ある男のお仕事
暗黒騎士ハイダークネス
第1話
振り上げて、振り落とす
振り上げて、振り落とす
振り上げて、振り落とす
振り上げて、振り落とす
何度も、何度も、何度も、この作業は続けられた。
また今日も処刑台に罪人はやってくる。
ある人は盗みをした。
ある人は詐欺をした。
ある人は殺人をした。
処刑人はただ無機質に。
淡々と作業をする。
モノに何も思わないように。
『助けてくれ!俺はやってない!!』
『うぅぅ、かあちゃん』
『◇◇、〇〇・・・ごめん』
何かを口にしていたモノたちは処刑台に運ばれ、固定される。
懺悔の言葉も、後悔の念も、処刑人には届きはしない。
何もわからない・・・何も聞こえない。
同情してしまったら
かわいそうだと思ってしまったら
疑ってしまったら・・・
だから、ただ処刑人はこう思う。
『たったひと振りで綺麗に落とせますように』
振り上げて、振り落とす
ある時、こんな仕事をしている処刑人にも妻ができた。
処刑人の血筋を残すためだけに上から宛がわれた妻。
当然のように彼の妻は処刑人のことを嫌い、子を作ること以外には彼に関わってこなかった。

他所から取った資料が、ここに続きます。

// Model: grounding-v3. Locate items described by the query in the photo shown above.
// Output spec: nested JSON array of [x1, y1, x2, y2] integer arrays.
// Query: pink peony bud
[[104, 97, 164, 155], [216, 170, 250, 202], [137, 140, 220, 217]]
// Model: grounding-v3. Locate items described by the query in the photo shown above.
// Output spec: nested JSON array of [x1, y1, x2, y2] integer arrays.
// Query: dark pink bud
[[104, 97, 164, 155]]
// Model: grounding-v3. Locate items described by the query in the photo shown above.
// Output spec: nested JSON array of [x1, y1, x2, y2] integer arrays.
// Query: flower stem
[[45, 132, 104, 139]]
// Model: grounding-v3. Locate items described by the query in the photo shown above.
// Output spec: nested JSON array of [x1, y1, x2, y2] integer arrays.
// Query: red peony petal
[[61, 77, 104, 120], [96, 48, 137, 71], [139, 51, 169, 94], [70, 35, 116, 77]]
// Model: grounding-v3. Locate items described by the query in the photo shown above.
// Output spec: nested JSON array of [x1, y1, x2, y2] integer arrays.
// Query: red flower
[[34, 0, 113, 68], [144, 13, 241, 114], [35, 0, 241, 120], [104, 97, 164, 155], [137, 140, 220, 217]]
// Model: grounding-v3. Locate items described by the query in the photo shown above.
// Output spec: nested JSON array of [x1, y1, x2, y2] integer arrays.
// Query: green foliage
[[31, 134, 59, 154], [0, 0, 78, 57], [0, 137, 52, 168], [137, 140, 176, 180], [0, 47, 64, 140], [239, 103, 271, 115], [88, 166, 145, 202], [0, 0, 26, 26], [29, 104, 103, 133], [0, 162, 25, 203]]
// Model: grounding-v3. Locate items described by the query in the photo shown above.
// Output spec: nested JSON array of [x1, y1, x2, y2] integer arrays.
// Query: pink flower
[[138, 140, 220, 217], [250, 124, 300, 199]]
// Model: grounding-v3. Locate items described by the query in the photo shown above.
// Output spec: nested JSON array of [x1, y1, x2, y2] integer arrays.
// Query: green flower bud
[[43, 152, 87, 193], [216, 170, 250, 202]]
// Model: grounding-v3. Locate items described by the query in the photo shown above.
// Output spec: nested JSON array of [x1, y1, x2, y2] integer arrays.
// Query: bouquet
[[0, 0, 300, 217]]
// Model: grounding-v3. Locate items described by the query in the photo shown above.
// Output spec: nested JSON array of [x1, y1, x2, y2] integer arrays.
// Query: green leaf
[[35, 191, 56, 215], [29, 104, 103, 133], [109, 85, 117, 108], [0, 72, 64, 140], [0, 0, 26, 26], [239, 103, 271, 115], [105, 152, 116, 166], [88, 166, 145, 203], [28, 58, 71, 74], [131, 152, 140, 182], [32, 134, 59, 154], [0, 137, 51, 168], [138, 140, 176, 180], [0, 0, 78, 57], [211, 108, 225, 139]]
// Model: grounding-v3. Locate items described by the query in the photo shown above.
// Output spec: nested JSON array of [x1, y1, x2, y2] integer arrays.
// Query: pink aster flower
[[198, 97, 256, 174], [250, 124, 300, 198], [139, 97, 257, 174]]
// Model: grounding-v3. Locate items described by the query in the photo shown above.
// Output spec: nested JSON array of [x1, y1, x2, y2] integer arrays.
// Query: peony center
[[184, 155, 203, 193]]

妻は関わってほしくないと、口にはしてはいないが、行動の端々から伝わってくる。
翌年に、また新しい家族ができた。
小さな手で処刑人の手を懸命につかんで、にっこりと笑いかけてくれる。
小さくて、脆くて、弱い。
穢れなんて知らない無垢な瞳が彼を見る。
「・・・△△」
優しい声音で名前を呼んで、赤ん坊を寝かしつける。
この日から、処刑人は作業のようにやっていた仕事に、少しだけ家族のためという気持ちが入った。